Tío Arthur le interrumpió con un gesto:

—Tu respeto británico es una delicia. Pero ahora estás en la tierra de la igualdad, donde los plebeyos llaman «Joe» o «¡Eh, tú!», a los reyes y cada vez menos gente escribe «Señor» en los sobres. Aquí todo el mundo sin excepción me conoce por mi nombre de pila.

—Muy bien, Arthur —dijo Cooper un poco cohibido—, sólo me preguntaba qué te parecen los informativos de televisión de hoy en día, comparados con los de…

—¿Comparados con los de mis buenos tiempos, cuando yo contaba para algo? Bueno, es posible que te sorprenda mi respuesta. Son mucho mejores, en conjunto. Los profesionales de la información y la realización son mejores que los de mi época, incluido yo mismo. Y eso se debe a que el tratamiento de la información no deja de progresar, ni ha dejado nunca de hacerlo.
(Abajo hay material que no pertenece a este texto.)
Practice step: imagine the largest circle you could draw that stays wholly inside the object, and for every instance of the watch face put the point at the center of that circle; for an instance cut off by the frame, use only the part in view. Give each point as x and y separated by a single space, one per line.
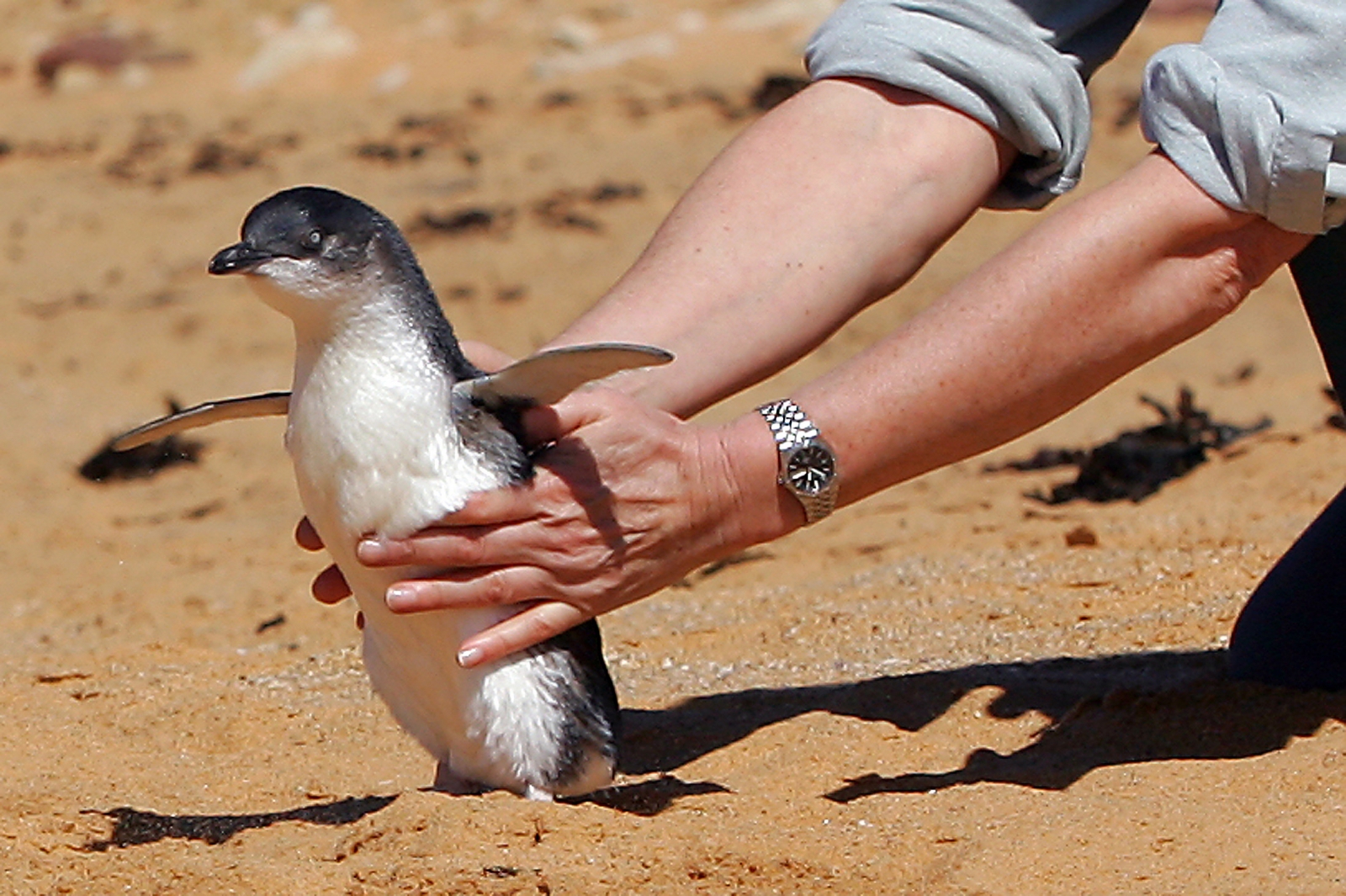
809 469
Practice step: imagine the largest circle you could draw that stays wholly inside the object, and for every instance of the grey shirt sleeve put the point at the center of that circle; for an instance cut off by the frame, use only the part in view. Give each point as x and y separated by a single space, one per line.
1016 66
1256 112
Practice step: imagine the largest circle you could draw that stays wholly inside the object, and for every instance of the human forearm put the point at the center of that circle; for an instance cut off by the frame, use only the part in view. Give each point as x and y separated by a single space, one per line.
1090 294
827 204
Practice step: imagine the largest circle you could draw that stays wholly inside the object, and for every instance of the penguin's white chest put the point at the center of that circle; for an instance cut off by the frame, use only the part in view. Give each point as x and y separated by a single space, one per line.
381 456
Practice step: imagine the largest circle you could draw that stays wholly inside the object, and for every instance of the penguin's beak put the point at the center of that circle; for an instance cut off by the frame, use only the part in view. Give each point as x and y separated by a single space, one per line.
237 258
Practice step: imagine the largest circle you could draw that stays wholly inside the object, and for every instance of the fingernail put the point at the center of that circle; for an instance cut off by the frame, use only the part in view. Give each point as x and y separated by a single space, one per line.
400 597
370 550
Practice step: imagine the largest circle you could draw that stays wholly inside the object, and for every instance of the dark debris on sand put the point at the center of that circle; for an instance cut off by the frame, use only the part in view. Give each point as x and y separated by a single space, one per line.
1137 462
145 462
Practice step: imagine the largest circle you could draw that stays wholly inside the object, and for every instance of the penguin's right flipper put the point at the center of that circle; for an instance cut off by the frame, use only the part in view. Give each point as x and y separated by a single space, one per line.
268 404
549 375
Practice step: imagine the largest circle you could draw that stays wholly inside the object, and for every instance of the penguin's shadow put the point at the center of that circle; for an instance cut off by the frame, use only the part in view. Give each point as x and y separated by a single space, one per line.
1110 711
136 826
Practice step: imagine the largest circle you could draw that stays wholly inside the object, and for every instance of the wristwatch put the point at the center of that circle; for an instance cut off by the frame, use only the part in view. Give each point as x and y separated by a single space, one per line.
808 466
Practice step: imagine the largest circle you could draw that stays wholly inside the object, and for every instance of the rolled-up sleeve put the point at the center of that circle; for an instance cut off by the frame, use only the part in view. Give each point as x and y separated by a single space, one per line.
1256 112
1016 66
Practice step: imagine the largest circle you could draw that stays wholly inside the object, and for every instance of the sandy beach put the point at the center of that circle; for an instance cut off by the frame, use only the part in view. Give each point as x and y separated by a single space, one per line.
951 687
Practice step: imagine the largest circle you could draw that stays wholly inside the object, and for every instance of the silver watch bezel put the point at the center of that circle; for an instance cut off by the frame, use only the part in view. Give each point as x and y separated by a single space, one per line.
796 433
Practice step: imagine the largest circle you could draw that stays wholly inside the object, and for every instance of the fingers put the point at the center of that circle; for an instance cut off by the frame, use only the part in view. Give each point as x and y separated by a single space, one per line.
458 541
464 590
307 536
330 587
531 627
—Pues cantidad de gente piensa todo lo contrario —dijo Cooper enarcando las cejas.

—Eso, mi querido Teddy, se debe al estreñimiento nostálgico. Toda esa gente necesita un enema mental. Una de las soluciones es visitar el Museo de la Radiodifusión de Nueva York —como he hecho yo recientemente— y ver las antiguas emisiones de informativos, de los años sesenta, por ejemplo. Valoradas con los baremos actuales, la mayor parte parece floja, obra de aficionados, y no me refiero sólo a su calidad técnica sino a la profundidad de la investigación periodística.

—Nuestros detractores opinan que en la actualidad investigamos demasiado.

—Generalmente, ésa es una crítica de los que tienen algo que ocultar.

Mientras Cooper sofocaba una risita, tío Arthur continuó:

—Una de las evidencias del progreso del periodismo es que pocas cosas que deban publicarse permanecen ocultas. Los abusos de confianza salen a la luz pública. Desde luego, las personas decentes de la vida pública también, siempre pagan justos por pecadores. Uno de sus castigos es la pérdida de intimidad. Pero, en definitiva, se sirve mejor a la sociedad.

—Entonces, no crees que los reporteros de los viejos tiempos eran mejores que los de hoy.

—No sólo no eran mejores, sino que muchos de ellos no tenían la implacabilidad, la indiferencia ante la autoridad, la voluntad de saltar a la garganta que requiere hoy un periodista de primera fila. Por supuesto, los antiguos reporteros eran buenos para los baremos de la época y unos cuantos eran excepcionales. Pero incluso ésos, si estuvieran entre nosotros, se sentirían embarazados por la devoción que se les dedica.

—¿Devoción?

Cooper abrió mucho los ojos, con curiosidad.

—Oh, sí. ¿No sabías que dedicamos a los profesionales de la comunicación un respeto casi religioso? Utilizamos palabras altisonantes como «sagrada corporación». Pontificamos acerca de la «edad de oro de la televisión» —pasada, naturalmente— y canonizamos a nuestras estrellas del periodismo. En la CBS han creado a San Ed Murrow… que era extraordinario, sin ningún género de dudas. Pero Ed tenía sus debilidades humanas, aunque la leyenda prefiera olvidarlas. Dentro de poco la CBS creará a San Cronkite, aunque me temo que Walter tendrá que morirse primero. Una persona en vida no puede sostener tamaña eminencia. Y eso sólo en la CBS, la organización de servicios informativos más veterana. Las demás, las emisoras más jóvenes, también crearán a sus santos en su día: el de la ABC será inevitablemente San Arledge. Al fin y al cabo, Roone ha configurado el mundo de los informativos en su forma actual, más que ningún otro profesional del ramo.

Tío Arthur se levantó:

—Ha sido muy interesante escuchar tus opiniones, querido Teddy. Pero ahora he de regresar junto a ese ubicuo dueño de nuestras vidas que es el teléfono.

A última hora de la tarde, tío Arthur comunicó que cincuenta y ocho de sus «mejores y más brillantes efectivos» se presentarían a trabajar el lunes por la mañana.